During an ice storm, she once again slipped and fell and broke a rib … another one … on the other side. This time she didn’t waste time and money going to the doctor just to have them say ‘sorry, can’t help you’. She asked for the poultice instead. This time we were not as vigilant in the application. It was applied sporadically, not nightly. It also took longer for the bone to heal itself. Instead of only two weeks (we went a week longer the first time just to be sure), it took about six weeks. This was still far less than the three months the doctor had stated.


Comfrey has been used for centuries for many different aliments, including by the North Americans Indians who recognized its value. They referred to it as the ‘knitbone’ plant.  However, by the 1970’s, rumors about this powerful herb lead to it being outlawed for medicinal use in some countries. Because of its relationship to a plant known to have a chemical which is toxic to the liver, it was assumed that comfrey also did. Clinical tests and trails have been done on comfrey. The roots do in fact have some of this chemical and it is recommended for external use only. The leaves however, vary. The results showed the young spring leaves did have trace amounts while the more mature summer leaves showed no trace amounts. This is why most countries at this time allow the internal use of comfrey leaves, including capsules and teas. Below I will post links you can refer to, which include some medical websites and clinical trials.


Comfrey has long tap roots which grow deep into the subsoil. This allows it to harvest many minerals that other garden plants don’t have access to. Using the leaves as mulch around other plants can greatly benefits them. I love throwing handfuls of the leaves in my compost pile. It’s amazing at how much faster the pile composts by just a few leaves.

Parts Used:

roots externally only, leaves externally and internally



Pyrrolizidine alkaloids


Symlandine (investigations revealed this not to be found in the dried leaves)


Indications/ Benefits:

speeds cell replication for quickly healing wounds, stomach ulcers, IBS, sprains, broken bones, ligaments, respiratory conditions, bronchitis, anemia, bruises, cuts, inflamed skin and rashes, aching joints,

Cautions/ Interactions/ Side Effects:

No known drug interactions are known at this time

Caution is suggested when using internally in combination with any medication or herb which is hard on the liver

This herb has the potential to be a genotoxic carcinogen, however the risks seem to be low. Do not use internally for long periods of time and include liver supporting herbs and food in your diet.


Dose/ Preparations:

tincture (1:5 in 60%) 2.5 – 5 ml (1/2 to 1 teaspoon) in single dose: or 20 drops in hot water up to 5 times per day

infusion: 1-3 tsp dried herb per cup boiling water taken one to three times per day

poultice for external wounds: lightly simmer amount of herb needed to cover wound for 5-10 minutes, strain but allow to stay moist, apply to wound and cover BE SURE WOUND IS VERY CLEAN

How to Grow:

  • sow seeds shallowly outside in early spring
  • or make root divisions in late fall or early spring
  • may be considered a weed and thus hardy
  • space about 2-3 foot apart
  • divide every few years to refresh growth
  • harvest roots in fall
  • harvest the mature summer leaves, not early spring leaves
  • dehydrate leaves at low temperature or hang in bunches out of the sun

Side Note

Because there is a slim chance that comfrey could put strain on the liver, every time I make a tea with it, I use milk thistle. Milk thistle is a very good herb for liver support.

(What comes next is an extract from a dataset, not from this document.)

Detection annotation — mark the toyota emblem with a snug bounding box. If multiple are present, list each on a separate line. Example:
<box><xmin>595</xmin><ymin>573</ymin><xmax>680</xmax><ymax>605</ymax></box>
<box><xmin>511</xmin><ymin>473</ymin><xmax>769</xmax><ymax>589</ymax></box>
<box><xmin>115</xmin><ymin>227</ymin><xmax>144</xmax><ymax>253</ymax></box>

Also, because this can speed up healing, it is possible to trap dirt and infection inside the skin. Be sure to clean the wound VERY well before using.

History/ Folklore:

European folk herbalism has indicated it has a reputed anticancer action

Footnotes/ Resources:

Michalak, Patricia S. Rodales’s Successful Organic Gardening Herbs.  Pennsylvania: Rodale Press, 1993. Print.

Chevallier FNIMH, Andrew. Encyclopedia of Herbal Medicine. New York: Dorling Kindersley, 2000. Print.

Hoffmann FNIMH, David. Medical Herbalism The Science and Practice of Herbal Medicine. Rochester: Healing Arts Press, 2003. Print.